77. Ashley needs to create a rectangular garden plot covering 115 square meters (115 m2). If the width of the plot is 6.8 meters, find the length of the plot correct to the nearest tenth of a meter.
78. Molly needs to create a rectangular garden plot covering 268 square meters (268 m2). If the width of the plot is 6.1 meters, find the length of the plot correct to the nearest tenth of a meter.

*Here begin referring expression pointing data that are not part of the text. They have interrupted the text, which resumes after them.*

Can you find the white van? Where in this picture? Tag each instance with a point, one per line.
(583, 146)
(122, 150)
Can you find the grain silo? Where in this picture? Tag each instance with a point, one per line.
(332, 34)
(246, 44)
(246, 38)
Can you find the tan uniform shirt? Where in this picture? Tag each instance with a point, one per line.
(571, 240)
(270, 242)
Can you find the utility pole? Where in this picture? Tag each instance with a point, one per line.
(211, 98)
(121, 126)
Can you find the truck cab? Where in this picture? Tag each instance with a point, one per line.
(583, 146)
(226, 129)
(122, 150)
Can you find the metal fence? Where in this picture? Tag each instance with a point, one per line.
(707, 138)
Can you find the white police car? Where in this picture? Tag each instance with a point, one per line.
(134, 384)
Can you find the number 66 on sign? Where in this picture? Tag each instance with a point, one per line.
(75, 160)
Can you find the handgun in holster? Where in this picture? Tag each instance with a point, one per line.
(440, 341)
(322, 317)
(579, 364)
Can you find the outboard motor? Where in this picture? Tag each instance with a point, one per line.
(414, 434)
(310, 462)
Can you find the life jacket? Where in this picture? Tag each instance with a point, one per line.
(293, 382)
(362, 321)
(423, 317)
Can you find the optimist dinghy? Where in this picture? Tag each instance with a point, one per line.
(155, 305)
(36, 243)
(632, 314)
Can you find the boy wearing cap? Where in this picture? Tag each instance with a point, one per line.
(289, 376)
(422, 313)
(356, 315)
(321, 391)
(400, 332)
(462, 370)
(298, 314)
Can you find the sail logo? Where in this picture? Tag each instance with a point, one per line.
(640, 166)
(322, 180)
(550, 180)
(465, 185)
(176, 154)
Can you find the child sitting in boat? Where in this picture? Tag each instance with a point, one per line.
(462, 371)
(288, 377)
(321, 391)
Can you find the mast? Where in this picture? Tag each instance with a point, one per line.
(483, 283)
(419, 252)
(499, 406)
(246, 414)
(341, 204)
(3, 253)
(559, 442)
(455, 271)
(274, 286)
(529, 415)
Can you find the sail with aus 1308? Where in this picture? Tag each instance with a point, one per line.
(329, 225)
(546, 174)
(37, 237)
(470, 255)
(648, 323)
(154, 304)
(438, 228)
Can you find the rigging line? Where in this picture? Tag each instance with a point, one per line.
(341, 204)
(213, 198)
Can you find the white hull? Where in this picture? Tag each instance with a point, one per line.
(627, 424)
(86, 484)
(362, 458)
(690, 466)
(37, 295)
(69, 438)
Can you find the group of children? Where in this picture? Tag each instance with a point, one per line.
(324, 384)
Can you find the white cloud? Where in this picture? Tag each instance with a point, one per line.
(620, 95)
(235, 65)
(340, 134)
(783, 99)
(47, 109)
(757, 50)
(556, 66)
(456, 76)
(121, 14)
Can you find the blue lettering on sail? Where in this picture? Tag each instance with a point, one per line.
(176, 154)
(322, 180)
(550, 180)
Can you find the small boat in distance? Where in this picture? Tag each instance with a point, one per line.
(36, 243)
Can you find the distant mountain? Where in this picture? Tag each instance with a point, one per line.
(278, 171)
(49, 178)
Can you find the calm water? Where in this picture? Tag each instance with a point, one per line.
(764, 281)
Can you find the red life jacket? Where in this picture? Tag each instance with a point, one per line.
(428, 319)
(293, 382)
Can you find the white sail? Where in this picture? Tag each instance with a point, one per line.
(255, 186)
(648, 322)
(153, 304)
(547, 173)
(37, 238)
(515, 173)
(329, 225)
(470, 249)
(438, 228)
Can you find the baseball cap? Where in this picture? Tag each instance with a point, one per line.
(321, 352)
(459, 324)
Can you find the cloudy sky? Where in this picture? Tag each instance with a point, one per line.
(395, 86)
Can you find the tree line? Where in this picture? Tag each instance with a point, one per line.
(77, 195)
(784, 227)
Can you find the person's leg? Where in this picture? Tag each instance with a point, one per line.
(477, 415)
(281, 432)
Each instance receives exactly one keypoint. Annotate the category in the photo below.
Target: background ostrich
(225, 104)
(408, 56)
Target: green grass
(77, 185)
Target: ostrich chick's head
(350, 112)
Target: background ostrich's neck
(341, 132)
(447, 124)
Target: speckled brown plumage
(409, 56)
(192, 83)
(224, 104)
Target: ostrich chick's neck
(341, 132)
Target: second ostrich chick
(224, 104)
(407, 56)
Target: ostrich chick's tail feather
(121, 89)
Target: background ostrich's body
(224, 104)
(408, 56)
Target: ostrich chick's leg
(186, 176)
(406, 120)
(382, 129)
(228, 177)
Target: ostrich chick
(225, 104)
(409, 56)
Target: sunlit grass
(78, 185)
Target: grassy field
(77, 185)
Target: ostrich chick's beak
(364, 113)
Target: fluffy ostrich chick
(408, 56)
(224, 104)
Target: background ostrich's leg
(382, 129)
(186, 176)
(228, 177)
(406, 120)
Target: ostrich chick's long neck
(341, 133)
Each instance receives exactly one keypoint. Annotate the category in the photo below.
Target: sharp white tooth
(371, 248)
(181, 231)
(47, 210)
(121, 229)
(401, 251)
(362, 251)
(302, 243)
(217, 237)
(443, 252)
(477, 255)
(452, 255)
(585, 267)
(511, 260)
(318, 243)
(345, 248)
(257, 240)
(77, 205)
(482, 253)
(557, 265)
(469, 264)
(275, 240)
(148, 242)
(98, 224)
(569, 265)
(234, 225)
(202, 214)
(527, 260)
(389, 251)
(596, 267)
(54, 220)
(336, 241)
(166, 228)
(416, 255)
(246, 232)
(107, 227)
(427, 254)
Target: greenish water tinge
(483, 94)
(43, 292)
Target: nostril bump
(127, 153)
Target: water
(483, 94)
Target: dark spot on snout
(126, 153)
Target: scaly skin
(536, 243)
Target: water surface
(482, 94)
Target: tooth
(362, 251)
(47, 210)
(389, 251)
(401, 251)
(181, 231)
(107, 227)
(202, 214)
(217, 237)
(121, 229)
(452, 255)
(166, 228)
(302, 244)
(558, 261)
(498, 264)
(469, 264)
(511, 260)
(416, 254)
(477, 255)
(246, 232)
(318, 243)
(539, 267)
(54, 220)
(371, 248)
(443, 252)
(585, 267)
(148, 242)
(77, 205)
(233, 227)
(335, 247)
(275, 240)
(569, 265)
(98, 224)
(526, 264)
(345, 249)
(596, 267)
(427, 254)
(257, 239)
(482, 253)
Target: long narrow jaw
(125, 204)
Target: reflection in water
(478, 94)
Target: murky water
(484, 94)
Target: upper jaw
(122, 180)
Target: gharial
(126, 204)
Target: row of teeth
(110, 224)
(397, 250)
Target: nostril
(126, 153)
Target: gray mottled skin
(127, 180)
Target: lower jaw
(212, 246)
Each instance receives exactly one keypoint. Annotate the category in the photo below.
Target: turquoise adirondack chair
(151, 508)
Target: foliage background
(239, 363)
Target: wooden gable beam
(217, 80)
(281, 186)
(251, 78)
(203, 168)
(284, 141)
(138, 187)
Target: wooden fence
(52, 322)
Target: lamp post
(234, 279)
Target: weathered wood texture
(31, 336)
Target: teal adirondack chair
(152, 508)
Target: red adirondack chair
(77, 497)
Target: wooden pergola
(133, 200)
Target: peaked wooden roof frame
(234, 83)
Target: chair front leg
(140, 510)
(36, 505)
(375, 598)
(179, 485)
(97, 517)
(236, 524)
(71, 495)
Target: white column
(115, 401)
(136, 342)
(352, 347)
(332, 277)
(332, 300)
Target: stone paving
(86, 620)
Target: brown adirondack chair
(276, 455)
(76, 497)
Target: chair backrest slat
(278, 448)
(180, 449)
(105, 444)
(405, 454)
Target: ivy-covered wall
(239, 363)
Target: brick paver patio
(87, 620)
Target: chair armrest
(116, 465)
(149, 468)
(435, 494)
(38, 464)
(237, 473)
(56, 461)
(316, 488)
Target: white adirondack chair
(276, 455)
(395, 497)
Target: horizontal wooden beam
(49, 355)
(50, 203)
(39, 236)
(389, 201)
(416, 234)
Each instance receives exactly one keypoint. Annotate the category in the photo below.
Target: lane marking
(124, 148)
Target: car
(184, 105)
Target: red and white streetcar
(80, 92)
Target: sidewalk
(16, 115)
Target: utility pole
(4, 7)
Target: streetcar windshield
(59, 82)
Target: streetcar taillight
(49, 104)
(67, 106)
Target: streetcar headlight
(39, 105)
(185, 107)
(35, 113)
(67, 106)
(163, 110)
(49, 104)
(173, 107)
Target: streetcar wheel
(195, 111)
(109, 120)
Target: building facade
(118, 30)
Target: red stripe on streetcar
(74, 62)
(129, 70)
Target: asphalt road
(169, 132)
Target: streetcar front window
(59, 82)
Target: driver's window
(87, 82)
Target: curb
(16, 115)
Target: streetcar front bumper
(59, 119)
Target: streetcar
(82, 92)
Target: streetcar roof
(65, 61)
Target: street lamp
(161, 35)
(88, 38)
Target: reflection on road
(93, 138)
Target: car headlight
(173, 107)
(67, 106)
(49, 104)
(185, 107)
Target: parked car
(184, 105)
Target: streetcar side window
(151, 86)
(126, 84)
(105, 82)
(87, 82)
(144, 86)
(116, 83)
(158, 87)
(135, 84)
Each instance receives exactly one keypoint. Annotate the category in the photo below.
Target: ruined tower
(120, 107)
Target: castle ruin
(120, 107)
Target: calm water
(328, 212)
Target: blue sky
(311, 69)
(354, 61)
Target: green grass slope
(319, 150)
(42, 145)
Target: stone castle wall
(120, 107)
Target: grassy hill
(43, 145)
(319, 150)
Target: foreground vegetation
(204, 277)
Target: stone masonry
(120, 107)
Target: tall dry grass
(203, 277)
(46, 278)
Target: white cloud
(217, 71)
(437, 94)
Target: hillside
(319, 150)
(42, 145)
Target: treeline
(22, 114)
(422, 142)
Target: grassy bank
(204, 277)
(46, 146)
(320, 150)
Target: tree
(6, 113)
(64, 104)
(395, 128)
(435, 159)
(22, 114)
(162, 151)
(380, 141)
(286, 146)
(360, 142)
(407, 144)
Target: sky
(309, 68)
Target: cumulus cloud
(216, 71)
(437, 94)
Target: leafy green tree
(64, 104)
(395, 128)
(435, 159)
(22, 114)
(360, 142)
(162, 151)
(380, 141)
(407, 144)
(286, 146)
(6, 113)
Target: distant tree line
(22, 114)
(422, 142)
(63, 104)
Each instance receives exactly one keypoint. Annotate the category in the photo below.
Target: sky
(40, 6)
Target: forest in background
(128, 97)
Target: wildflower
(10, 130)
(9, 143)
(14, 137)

79. Crude Inventory. US commercial crude oil inventories decreased by 3.8 million barrels in the week ending June 19. If there were 353.9 million barrels the following week, what were crude oil inventories before the decline? rttnews.com 06/24/09
80. Undocumented. In 2008, California had 2.7 million undocumented residents. This is double the number in 1990. How many undocumented residents were in California in 1990? Associated Press Times-Standard 4/15/09
81. Diamonds Shining. The index of refraction n indicates the number of times slower that a light wave travels in a particular medium than it travels in a vacuum. A diamond has an index of refraction of 2.4. This is about one and one-quarter times greater than the index of refraction of a zircon. What is the index of refraction of a zircon? Round your result to the nearest tenth.